Re: [question] UTF-8 issue

From: Doug Ewell (doug@ewellic.org)
Date: Fri Oct 09 2009 - 23:17:18 CDT

  • Next message: Markus Scherer: "Re: [question] UTF-8 issue"

    I could be wrong, but I was quite sure that when Chat Depasucat asked
    about UTF-8 and non-shortest forms, he was not talking about
    normalization.

    The rules about UTF-8 non-shortest forms are straightforward: you must
    never generate them, and if you read one, you must detect it as invalid
    and not treat it the same as if it were encoded correctly.

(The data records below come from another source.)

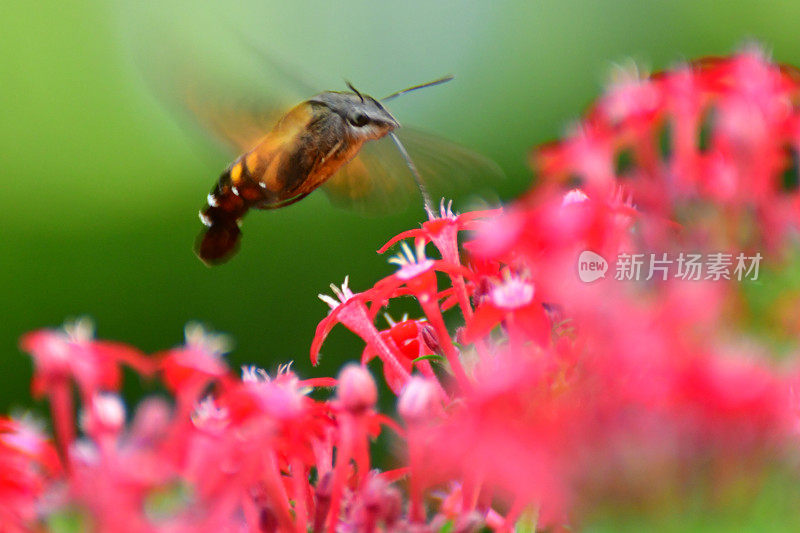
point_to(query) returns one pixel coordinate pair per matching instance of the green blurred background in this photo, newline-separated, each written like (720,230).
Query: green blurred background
(101,183)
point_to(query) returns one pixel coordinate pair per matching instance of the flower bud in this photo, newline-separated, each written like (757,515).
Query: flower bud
(356,391)
(420,399)
(106,414)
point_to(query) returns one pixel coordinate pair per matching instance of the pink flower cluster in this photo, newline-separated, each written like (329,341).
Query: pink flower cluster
(524,396)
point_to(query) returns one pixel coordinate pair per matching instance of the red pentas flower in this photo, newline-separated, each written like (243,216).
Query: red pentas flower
(197,362)
(73,354)
(721,130)
(412,339)
(27,461)
(511,300)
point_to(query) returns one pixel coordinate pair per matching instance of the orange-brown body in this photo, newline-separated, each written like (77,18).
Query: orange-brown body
(304,149)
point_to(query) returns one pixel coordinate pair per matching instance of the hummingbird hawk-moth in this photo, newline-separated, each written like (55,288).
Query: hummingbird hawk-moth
(305,149)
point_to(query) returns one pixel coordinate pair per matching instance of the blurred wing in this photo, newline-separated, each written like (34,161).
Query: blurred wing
(379,181)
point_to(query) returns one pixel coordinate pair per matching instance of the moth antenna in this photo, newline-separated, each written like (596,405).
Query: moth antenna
(350,86)
(426,199)
(443,79)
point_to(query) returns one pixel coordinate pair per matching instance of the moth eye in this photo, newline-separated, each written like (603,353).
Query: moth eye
(359,120)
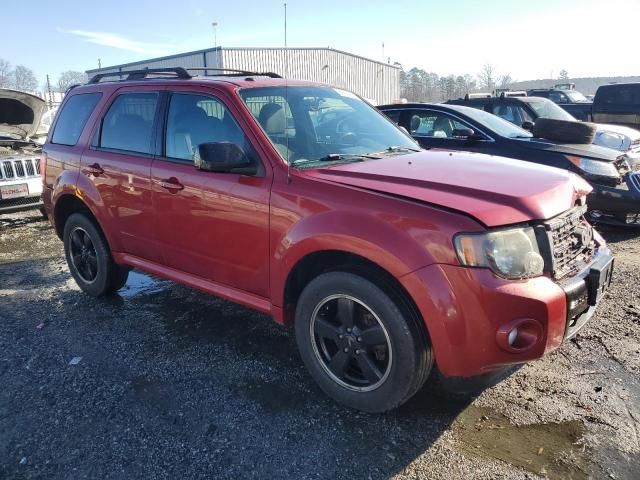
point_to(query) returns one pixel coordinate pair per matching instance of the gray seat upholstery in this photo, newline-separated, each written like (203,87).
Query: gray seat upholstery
(273,120)
(128,132)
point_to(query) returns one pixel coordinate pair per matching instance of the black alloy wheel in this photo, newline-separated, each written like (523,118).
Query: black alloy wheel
(351,343)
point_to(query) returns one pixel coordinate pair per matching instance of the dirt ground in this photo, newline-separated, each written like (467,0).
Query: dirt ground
(164,382)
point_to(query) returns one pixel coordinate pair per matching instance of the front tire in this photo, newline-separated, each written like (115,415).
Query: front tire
(363,347)
(89,258)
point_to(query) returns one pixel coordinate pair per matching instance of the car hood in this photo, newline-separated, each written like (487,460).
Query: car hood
(494,190)
(590,150)
(20,113)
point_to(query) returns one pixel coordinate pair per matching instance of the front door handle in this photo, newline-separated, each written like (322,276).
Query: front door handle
(96,170)
(172,184)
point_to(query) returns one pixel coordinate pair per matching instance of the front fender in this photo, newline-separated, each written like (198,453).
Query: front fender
(385,243)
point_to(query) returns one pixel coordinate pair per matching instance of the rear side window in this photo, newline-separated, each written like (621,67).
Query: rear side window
(73,117)
(128,124)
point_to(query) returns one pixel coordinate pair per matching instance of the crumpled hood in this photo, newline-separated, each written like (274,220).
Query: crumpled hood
(495,190)
(20,113)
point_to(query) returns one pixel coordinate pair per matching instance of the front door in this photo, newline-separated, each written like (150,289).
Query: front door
(212,225)
(438,130)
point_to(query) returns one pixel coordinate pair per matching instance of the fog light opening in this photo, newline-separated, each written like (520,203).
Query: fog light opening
(519,335)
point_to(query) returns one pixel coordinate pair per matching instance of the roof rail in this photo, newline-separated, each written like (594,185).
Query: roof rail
(179,72)
(234,72)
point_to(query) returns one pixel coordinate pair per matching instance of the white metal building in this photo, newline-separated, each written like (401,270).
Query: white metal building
(376,81)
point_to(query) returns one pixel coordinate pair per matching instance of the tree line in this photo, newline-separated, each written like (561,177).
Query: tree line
(418,85)
(23,78)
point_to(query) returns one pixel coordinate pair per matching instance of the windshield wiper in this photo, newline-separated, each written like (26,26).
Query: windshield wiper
(394,148)
(332,157)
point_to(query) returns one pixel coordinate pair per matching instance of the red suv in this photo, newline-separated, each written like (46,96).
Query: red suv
(302,201)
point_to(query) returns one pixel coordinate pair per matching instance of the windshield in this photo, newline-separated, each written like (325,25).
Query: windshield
(496,124)
(547,109)
(313,124)
(576,96)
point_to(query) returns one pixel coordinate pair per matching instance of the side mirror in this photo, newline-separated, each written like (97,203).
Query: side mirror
(223,157)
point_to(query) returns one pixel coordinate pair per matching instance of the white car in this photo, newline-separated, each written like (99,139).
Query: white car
(20,183)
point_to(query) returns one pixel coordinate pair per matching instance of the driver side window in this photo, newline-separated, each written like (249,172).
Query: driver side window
(196,119)
(434,124)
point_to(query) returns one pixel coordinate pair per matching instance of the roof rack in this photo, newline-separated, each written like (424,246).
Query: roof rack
(234,72)
(179,72)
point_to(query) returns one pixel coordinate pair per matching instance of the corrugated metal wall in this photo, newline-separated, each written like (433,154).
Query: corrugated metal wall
(373,80)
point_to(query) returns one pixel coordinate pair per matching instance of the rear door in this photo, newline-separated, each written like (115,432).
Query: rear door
(212,225)
(119,164)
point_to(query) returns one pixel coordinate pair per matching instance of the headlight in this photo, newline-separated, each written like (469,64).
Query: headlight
(511,253)
(594,167)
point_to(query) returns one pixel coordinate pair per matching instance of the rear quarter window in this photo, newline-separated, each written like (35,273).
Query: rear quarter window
(73,118)
(619,95)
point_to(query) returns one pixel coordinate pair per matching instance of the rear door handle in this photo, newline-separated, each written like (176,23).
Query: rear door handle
(172,184)
(96,170)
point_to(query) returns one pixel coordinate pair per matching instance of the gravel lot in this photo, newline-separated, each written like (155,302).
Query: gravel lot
(165,382)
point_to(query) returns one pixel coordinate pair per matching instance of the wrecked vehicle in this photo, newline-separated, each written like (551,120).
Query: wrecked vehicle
(525,112)
(615,198)
(20,183)
(303,202)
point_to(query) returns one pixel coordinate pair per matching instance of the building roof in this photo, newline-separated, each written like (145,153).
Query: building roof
(208,50)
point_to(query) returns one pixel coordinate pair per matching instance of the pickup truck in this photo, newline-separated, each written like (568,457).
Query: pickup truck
(304,202)
(616,104)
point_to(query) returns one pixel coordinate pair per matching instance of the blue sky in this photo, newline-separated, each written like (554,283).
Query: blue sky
(526,39)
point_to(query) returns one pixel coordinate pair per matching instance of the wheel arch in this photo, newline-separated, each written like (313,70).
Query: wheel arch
(323,261)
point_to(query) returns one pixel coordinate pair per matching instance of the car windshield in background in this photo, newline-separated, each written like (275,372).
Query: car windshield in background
(547,109)
(576,96)
(496,124)
(314,124)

Checking for
    C0 and C1 is only part of the story; you must also detect these invalid
    sequences:

    * E0 followed by (80 through 9F)
    * F0 followed by (80 through 8F)
    * F4 followed by (90 through BF)

    and, of course, any occurrence of F5 through FF. (You will not ever
    find the 5- and 6-byte sequences that Eljay mentioned in real-world
    data, though you might find them in laboratory conditions, such as
    Markus Kuhn's test file at
    http://www.cl.cam.ac.uk/~mgk25/ucs/examples/UTF-8-test.txt .)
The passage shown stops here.